Teaching & Learning Page
Teaching and Learning Spotlight- Literacy at Surfside
As discussed in the last newsletter, research has shown that there are six key components that contribute to successful reading. Because of the importance of these components, they have become known as ‘The Big Six’:
- oral language
- phonological awareness
- phonics
- vocabulary
- fluency
- comprehension
This week, we are going to focus on the foundation of all literacy skills, oral language.
Oral language
How does oral language contribute to reading success?
Oral language is the foundation of all literacy skills. If children experience rich oral language when they are young by talking with, and listening to adults and other children, they will have a large ‘bank’ of words that they understand when used in spoken communication. Children will have heard and joined in word play, rhyming and be aware of the sounds of English. They will be familiar with lots of different sentence types and understand how language can change in different situations. They understand that words have meanings and that we use language to communicate information, ideas, feelings and thoughts.
What can parents can do at home to encourage oral language?
Parents can support children in their oral language development by providing a variety of opportunities for children to listen and talk for different purposes.

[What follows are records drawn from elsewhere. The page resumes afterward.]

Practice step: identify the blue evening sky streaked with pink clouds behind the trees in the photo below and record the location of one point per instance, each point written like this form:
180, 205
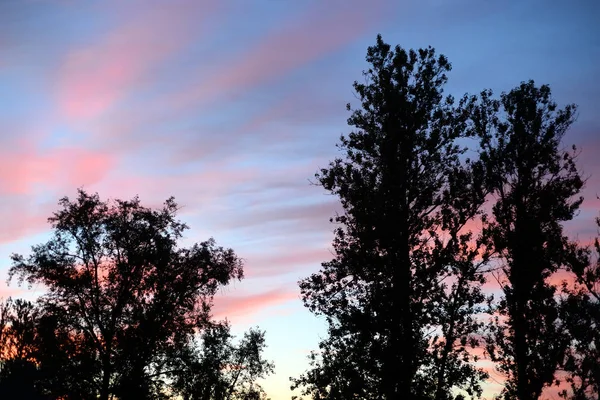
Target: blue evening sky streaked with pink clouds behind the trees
231, 107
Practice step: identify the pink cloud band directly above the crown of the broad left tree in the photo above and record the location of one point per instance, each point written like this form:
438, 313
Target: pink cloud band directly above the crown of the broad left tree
23, 174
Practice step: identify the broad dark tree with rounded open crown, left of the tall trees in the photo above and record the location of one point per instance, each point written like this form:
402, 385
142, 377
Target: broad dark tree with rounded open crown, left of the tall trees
123, 301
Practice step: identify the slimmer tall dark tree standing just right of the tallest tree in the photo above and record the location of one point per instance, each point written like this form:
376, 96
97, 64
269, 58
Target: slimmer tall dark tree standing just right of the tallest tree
533, 183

Here are some of the best ways parents can encourage oral language:
- Talk to your child and listen responsively. Ask and answer questions.

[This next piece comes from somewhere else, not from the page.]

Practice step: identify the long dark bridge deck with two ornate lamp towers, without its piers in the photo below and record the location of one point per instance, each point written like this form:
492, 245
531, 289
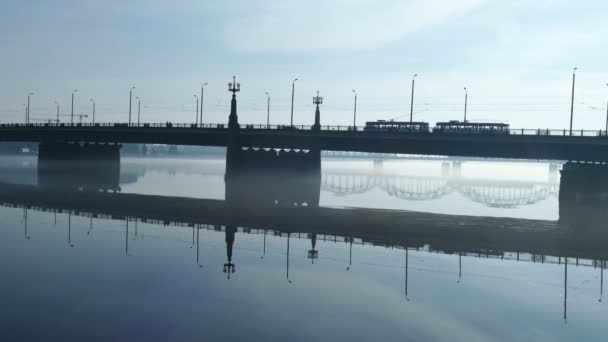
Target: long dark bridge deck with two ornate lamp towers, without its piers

- Read aloud to your child at least once a day. Good books expose children to vocabulary and sentence structures that they won’t hear in everyday situations. Research has shown that reading aloud to children is a major factor in their success in learning to read at school.
- Talk about the books you read aloud with your child. Ask your child about the characters, plot or setting; the themes and ideas raised by the book; topics they’d like to read, or learn more about as a result of reading aloud.

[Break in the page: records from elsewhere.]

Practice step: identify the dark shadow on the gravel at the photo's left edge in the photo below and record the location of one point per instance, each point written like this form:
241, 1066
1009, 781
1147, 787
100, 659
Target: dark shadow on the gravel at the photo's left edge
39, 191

How do we support development of oral language at Surfside?
- Use accurate, descriptive, positional language, and precise terminology. Provide clear feedback to facilitate understanding.
- Check for students’ receptive language skills for those who have trouble concentrating, look confused, answer questions inappropriately, partially follow directions; or wait until others have responded before they respond.
- Adjust language according to student need as confusion can result from unfamiliar language structures and “lexical density” of the more formal language of school. Use simple, direct language, and incorporate strategies like emphasising important words (verbs).
- Active listening requires selective and sustained attention, working memory, cognitive processing, and information storage and recall mechanisms. For older students, teaching note-taking skills from oral input also develops listening skills.
- Elaborate on student’s language by adding new information, questioning, repetition, and other communication skills such as taking turns and eye contact.
- One-to-one conversations can model more sophisticated structures and vocabulary to develop appropriate turn-taking, intonation, expression and eye contact.
- Explore and retell books with open-ended questions about the author/pictures to encourage language and broader cognitive development, building sequencing skills, practice different tenses and use time-related connecting words.
- Picture books build the concepts of letter, word and sentence, familiarity with upper and lowercase letters and punctuation. Expose students to more sophisticated vocabulary and syntactic structures to promote discussion about diverse and important topics.
- As children mature, thinking out loud becomes progressively quieter until it becomes thought. Thinking aloud reveals how to work through a task or problem.
- Explicit teaching of new vocabulary is incorporated into all subject areas. Targeting a particular aspect of oral language in each lesson increases the opportunities for practice.